Valentin Feldman (23 June 1909 – 27 July 1942) was a French philosopher and Marxist of Jewish-Russian origin. In 1942, he was murdered by the Nazis during the Occupation of France.

Born in Saint Petersburg, he left the USSR in 1922 at the end of the Civil War. He settled in Paris and studied at the Lycée Henri IV and the Sorbonne University. A pupil of French philosopher Victor Basch, he worked on aesthetics and wrote an essay, L'Esthétique française contemporaine (French contemporan aesthetic), Félix Alcan, 1936.

Involved in public activities as a teacher of philosophy, he supported as an antifascist the Front populaire and the Spanish Republic during the Spanish Civil War. He joined the French Communist Party in 1937. Among his friends were Jean-Paul Sartre, Simone de Beauvoir, Gaston Bachelard and Georges Politzer. In September 1939, he volunteered for the French Army despite suffering from a heart condition. Mobilized as a soldier in Rethel, he began to write his Journal de guerre in January 1940 in the middle of the Phoney War. He survived several air attacks and bombardments during the Fall of France (May–June 1940).[1]

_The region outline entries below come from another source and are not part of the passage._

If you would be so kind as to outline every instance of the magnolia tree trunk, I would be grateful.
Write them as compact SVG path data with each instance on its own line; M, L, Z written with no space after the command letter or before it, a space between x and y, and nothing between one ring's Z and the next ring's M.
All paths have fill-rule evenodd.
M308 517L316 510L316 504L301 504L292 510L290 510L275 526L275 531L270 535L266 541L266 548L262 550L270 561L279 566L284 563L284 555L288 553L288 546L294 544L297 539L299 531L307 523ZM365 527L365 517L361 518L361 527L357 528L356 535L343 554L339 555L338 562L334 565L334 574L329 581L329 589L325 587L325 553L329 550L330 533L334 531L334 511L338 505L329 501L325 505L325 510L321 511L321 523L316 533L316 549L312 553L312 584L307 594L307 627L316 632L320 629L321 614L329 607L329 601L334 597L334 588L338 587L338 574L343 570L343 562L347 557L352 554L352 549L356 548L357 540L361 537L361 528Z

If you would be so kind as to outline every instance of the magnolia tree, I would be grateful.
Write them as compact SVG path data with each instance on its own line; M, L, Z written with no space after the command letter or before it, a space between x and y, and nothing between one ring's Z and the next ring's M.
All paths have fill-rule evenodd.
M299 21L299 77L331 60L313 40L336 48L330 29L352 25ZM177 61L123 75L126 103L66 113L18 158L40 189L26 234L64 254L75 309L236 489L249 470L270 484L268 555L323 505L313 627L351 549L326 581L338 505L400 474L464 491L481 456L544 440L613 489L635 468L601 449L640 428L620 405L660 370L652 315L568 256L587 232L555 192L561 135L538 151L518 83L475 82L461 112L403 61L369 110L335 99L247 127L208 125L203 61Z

Under the German Occupation he was a teacher in Dieppe but suffered from the first law on the status of Jews (October 1940). He was finally excluded from teaching in July 1941. By that time, he was already active in the French Resistance. From 1940, he was liaison officer between Dieppe, Rouen and Paris. After a year, he wrote the texts against the collaborationist Vichy regime and the Germans in the clandestine newspaper L'Avenir normand in Dieppe, and wrote several texts for the clandestine Parisian review La Pensée libre, supervised by Georges Politzer, Jacques Decour and Jacques Solomon. Becoming part of the underground, he joined a group of communist Resistance in Rouen, where he participated in actions against the German occupiers.

Arrested in February 1942 after the sabotage of a factory, he was imprisoned and tortured. Judged in Paris, he was condemned to death by a German military tribunal. He refused to sign his appeal for a reprieve. Feldman was executed by a firing squad on 27 July 1942. Addressing the German soldiers just before the salvo, he called out to them: "Imbeciles, it is for you that I die! "[2]

His last words inspired numerous French writers: Jean-Paul Sartre and Louis Aragon were among them.[3] French-Swiss film-maker Jean-Luc Godard dedicated a short film to him, The Last Word (1988).

Essays :

  • L'Esthétique française contemporaine, Paris, Félix Alcan, 1936. (fr.)
  • Journal de guerre. 1940-1941, Tours, Farrago, 2006. (fr.)

Translations (from Russian to French) :

  • I.K. Luppol, Diderot. Ses idées philosophiques, Paris, Éditions sociales internationales, 1936. (fr.)
  • Nicolas Ostrovski, Et l’acier fut trempé..., préface de Romain Rolland, Paris, Éditions sociales internationales, 1937. (fr.)

References

[edit]
  1. ^ Valentin Feldman, Journal de guerre, 1940-1941, Farrago, 2006, p. 175.
  2. ^ Valentin Feldman, Journal de guerre, 1940-1941, Farrago, 2006, p. 7.
  3. ^ Jean-Paul Sartre, Cahiers pour une morale, Gallimard, 1983, p. 212; Louis Aragon, L'Homme communiste, Gallimard, 1946, p. 42.